Przygotowania stowarzyszenia kibiców Wiara Lecha do sobotniego wyjazdu na mecz Lecha Poznań w Warszawie z Legią trwały od kilku tygodni. Kibice szybko rozprowadzili bilety, przygotowali imienne listy i przygotowywali już specjalny pociąg, aby pojechać do stolicy w zorganizowanej grupie. Na żadnym z etapów policja nie zgłaszała zastrzeżeń, a kibice ustalali nawet zasady współpracy pomiędzy zainteresowanymi stronami. Jednak we wtorek wyjazd został nagle zablokowany przez wojewodę mazowieckiego Jacka Kozłowskiego, który przychylił się do wniosku komendanta stołecznego policji. Wydał on negatywną ocenę bezpieczeństwa.
- Wojewoda podziela ocenę policji, iż organizacja meczu z udziałem kibiców obu drużyn może realnie naruszyć porządek publiczny i stanowi zagrożenie dla bezpieczeństwa uczestników imprezy masowej. Na decyzję wpływ miała również niedostateczna obecność służb porządkowych podczas meczów ligowych w sektorach gości i gospodarzy. Utrudnia to lub uniemożliwia identyfikację osób łamiących prawo - można przeczytać w uzasadnieniu.
Wojewoda mazowiecki podkreśla, że klub Legia Warszawa pisemnie potwierdził, iż wyłączenie sektora dla kibiców gości podniesie poziom bezpieczeństwa meczu. Choć wcześniej Legia przesłała do stowarzyszenia Wiara Lecha zasady korzystania z "sektora gości" i ustaliła wstępne warunki współpracy m.in. przekazano 1548 biletów.
Decyzją oburzeni są kibice Lecha Poznań, dla których sobotni mecz ma szczególne znaczenie. - Dla naszej drużyny to niezwykle ważny mecz, bowiem wciąż ma realne szanse zajęcia miejsca premiowanego grą w europejskich pucharach. W Warszawie mieliśmy być 12 zawodnikiem Lecha.
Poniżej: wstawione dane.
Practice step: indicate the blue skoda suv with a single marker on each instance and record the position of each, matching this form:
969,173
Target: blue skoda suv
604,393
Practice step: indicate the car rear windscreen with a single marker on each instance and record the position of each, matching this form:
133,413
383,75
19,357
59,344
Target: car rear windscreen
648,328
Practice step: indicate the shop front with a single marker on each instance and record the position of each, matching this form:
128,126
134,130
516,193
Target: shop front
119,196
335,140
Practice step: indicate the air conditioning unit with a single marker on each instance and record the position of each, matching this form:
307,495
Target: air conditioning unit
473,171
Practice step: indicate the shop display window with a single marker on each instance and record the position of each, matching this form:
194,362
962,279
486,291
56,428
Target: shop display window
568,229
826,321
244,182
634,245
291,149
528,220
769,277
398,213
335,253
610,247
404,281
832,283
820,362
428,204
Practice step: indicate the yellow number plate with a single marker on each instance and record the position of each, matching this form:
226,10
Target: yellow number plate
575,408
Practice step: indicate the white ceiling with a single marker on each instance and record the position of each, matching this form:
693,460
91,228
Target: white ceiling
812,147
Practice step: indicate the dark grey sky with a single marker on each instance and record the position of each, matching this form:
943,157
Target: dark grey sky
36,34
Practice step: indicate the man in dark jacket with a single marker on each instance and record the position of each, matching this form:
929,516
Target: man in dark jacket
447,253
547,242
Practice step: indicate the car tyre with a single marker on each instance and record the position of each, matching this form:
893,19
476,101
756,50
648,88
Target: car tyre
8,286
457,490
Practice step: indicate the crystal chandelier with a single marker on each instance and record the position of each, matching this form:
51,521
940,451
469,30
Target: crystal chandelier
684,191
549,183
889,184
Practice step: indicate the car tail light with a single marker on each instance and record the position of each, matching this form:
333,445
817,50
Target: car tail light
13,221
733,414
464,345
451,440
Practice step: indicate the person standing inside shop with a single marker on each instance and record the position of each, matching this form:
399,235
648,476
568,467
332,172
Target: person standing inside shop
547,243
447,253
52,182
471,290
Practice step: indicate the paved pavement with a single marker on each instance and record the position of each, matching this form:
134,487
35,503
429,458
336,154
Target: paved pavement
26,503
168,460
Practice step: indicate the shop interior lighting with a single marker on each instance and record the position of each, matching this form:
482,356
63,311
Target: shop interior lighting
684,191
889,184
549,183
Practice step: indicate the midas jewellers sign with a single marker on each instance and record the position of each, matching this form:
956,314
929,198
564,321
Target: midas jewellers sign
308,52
Jeżeli ktoś nie potrafi zapewnić bezpieczeństwa półtora tysięcznej grupy kibiców, to w jaki sposób chce zapanować nad rzeszami fanów z Anglii, Holandii czy Chorwacji - powiedział w rozmowie z PAP Marcin Kawka z Wiary Lecha.
Natomiast "Przegląd Sportowy" nieoficjalnie ustalił, że negatywna ocena policji to efekt planowanej również na sobotę demonstracji pod sejmem zwolenników telewizji Trwam. Policja zasugerowała klubom przeniesienie ligowego meczu na najbliższy poniedziałek, ale Legia się nie zgodziła, bo dzień później gra w Kielcach finał Pucharu Polski.